DT_ wrote:@Kurushimi: Yes, it should be n(n-1)/2.

@antonfire/Qaanol: Up until now I hadn't even heard of a primitive root of unity. It isn't in the textbook and the professor never talked it, we were just given that [imath]\omega=e^{2\pi i / n}[/imath] (I should mention that this isn't a math course, it's an algorithms course and we're working with fourier transforms). Looking on Wikipedia I see that if [imath]\omega[/imath] is a primitive root then [imath]\omega^x \not = 1[/imath] for any x < n, which gives me the desired result. However, as is often the case for me, it doesn't feel "right" because it's basically just a definition that gives me exactly what I was asking for in the first place; I don't really see where it came from or why [imath]\omega=e^{2\pi i / n}[/imath] is a primitive root.

If it's an algorithms course working with Fourier transforms, there's probably a lot of math they expect you've already had. For example, Euler's formula, [imath]e^{i\theta}=\cos\theta+i\cdot\sin\theta[/imath], should be background knowledge at this point, as should the locations of the nth roots of unity in the complex plane.
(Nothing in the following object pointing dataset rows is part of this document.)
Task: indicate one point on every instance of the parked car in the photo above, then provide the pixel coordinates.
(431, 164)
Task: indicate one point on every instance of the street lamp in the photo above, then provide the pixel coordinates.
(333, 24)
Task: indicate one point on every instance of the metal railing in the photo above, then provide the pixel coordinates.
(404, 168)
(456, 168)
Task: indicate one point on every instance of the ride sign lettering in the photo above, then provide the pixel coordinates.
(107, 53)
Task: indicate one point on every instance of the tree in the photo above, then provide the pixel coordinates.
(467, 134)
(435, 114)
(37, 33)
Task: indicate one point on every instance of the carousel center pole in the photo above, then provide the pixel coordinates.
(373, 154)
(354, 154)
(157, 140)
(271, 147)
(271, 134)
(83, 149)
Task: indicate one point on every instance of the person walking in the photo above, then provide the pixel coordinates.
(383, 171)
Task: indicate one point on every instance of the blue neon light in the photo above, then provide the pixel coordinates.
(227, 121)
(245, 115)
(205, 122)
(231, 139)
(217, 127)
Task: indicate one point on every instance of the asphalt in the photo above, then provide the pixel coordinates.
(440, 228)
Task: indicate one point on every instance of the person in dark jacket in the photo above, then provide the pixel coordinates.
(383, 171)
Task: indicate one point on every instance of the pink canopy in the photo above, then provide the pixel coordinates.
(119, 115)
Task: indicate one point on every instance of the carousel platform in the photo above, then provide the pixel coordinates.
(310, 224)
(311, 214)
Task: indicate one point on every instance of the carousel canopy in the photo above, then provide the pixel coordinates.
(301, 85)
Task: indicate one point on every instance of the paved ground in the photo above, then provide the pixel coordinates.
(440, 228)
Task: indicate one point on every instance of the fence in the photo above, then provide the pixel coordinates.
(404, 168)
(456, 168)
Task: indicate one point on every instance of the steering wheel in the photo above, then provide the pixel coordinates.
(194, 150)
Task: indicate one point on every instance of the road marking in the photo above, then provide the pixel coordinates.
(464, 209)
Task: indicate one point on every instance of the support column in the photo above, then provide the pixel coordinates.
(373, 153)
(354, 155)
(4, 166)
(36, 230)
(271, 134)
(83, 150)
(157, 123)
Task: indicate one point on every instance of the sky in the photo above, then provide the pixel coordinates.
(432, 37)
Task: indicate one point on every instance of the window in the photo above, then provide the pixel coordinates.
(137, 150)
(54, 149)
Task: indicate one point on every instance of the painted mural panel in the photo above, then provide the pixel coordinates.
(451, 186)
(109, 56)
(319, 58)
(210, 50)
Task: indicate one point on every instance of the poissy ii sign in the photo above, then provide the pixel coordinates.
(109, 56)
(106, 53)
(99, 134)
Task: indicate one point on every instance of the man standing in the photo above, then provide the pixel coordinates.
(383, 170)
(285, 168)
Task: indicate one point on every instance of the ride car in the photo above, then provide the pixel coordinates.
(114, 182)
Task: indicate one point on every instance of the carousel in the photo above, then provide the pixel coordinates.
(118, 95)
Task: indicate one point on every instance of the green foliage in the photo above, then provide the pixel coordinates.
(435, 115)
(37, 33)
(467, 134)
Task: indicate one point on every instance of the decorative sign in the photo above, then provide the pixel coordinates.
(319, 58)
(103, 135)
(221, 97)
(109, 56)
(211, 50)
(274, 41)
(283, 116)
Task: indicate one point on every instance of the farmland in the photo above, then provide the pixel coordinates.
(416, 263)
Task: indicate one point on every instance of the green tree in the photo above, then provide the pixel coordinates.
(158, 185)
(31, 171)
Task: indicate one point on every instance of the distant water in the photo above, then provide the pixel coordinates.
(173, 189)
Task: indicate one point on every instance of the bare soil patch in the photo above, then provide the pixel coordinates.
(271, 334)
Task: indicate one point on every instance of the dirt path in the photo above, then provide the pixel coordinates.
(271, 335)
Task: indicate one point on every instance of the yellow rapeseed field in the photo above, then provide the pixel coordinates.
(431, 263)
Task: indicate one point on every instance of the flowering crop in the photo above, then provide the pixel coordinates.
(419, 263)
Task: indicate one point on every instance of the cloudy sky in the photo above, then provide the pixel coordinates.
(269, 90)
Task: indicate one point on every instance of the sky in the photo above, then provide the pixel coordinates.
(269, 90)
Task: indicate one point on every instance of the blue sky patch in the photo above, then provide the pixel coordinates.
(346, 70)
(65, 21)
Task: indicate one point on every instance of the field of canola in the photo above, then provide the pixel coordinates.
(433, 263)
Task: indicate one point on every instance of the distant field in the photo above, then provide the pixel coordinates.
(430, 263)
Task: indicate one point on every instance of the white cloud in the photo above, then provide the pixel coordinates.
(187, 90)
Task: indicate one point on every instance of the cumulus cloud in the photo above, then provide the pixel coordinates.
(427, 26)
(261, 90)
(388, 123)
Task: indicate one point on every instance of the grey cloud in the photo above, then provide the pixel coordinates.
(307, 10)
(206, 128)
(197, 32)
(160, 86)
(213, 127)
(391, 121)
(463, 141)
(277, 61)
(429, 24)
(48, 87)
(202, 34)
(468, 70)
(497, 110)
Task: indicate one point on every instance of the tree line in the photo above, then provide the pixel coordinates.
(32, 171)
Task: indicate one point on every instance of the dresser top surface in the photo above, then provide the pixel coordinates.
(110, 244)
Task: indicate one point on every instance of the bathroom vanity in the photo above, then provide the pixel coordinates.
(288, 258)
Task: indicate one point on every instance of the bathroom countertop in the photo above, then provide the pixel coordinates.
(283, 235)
In any case, knowing [imath]\omega=e^{i\frac{2\pi}{n}}[/imath], you can work directly with powers of e, since [imath]\large\omega^m=e^{i\frac{2m\pi}{n}}[/imath]. Then when you multiply together the powers of [imath]\omega[/imath], you're summing the powers of e. This gives
$\large e^{i\frac{2\pi}{n}\frac{n(n-1)}{2}}=e^{i\pi(n-1)}$

From there you can plug in for [imath]n=\begin{cases}2k+1 & \text{if } n \text{ is odd} \\ 2k & \text{if } n \text{ is even} \end{cases}[/imath] and simplify. If n is even it'll just become Euler's identity.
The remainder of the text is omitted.